Once you have all this crap written down and out of your head, you’re ready to start working. The next step is to connect these bits of information to each other in some way. You could use clouds, lists, trees of information. It doesn’t matter: whatever fits your thinking will work. You can re-draw the mindmap with a little more organization to “make it pretty,” if that’s something that pleases you.

Challenge Yourself

Context means the bigger picture- and the bigger picture involves the negatives along with the positives. What’s wrong with your idea? What issues do you face in implementing it? Problematize as many elements of your mindmap as you can, and challenge all the elements that you think are necessary to make the project work. If you need something to happen, find reasons why it might not. If you need something not to happen, look for reasons that it could.

This is the stage of the process where you may discover a project is too big to do in the time you’ve given yourself to complete it. Or to find out you don’t know enough to do the work, or that your idea for a product is already essentially being done by somebody else. This is the part of the process where your “beautiful thoughts,” the picture perfect dream you have for your ideas, are mired in the messy realities that you don’t normally make yourself face.  It’s a reality check. 

Photo: smemon Flickr

Photo: smemon Flickr

This stage of the process is the least fun. It doesn’t feel productive because it is energy spent challenging the assumptions that you are using to tell yourself that your idea will work. But as we know, many or even most ideas never do actually work out. You can find this out here, and get a realistic idea of the challenges you face while doing so. 

Step 3: Analyze

This is a reflective step. Using the information you’ve gathered so far, make some educated guesses about how likely your goals are to be realizable, given the current circumstances. How likely are circumstances to change? Do you even want to keep working on this project? If so, what reasons can you give for others to invest time and money in it?

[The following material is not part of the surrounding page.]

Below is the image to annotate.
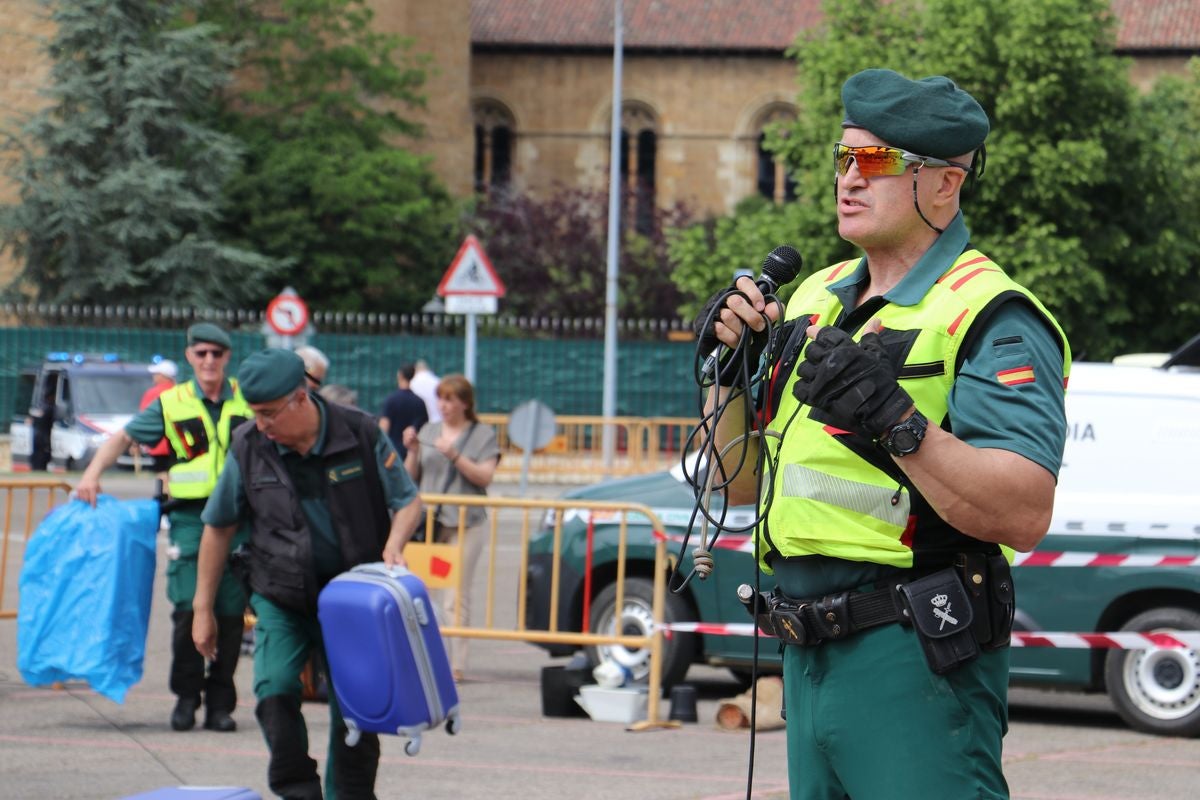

A typical analysis tool for a business or a product is called a SWOT analysis. It forces consideration of 4 interconnected factors: Strengths, Weaknesses, Opportunities, and Threats. It looks something like this:

In this step, you can gather all that you’ve learned, and diagram it according to the positive and negative, the internal, and the external. This could be called the honesty phase. A frank assessment of the situation and the options.

We are human beings: we naturally oscilate between an extreme focus on our strengths, when we are selling them (to ourselves or to others), and on our weaknesses, when something isn’t working. We do the same with opportunities and threats. But we rarely if ever consider our strengths directly against our weaknesses- even if doing so can provide invaluable insights. So adopt a process that makes you consider these things together.

Step 4: Synthesize

We wrote a while back about how the groundwork you do at the beginning, from day one on your odyssey towards profitability, should start with your pitch. Mindmapping is part of that same iterative process, and the fruits of a good mindmap are fodder for a great pitch. What you know now about your market, your product, your customers, and your own abilities, will translate into a persuasive argument for your viability (if you’ve decided you are viable).

If you’ve dumped out all your valuable ideas, contextualized and problematized them, and analyzed them honestly, assessing your options, you’ll be able to answer most questions a potential investor or a client asks of you, even before the question is asked. You’ll be aware, and more importantly unafraid, of the challenges you face.

Wishful thinking and hubris are the enemies of a persuasive pitch, and a viable product idea, and mindmapping can keep you honest, keep you thinking, and keep you solving problems, instead of ignoring them.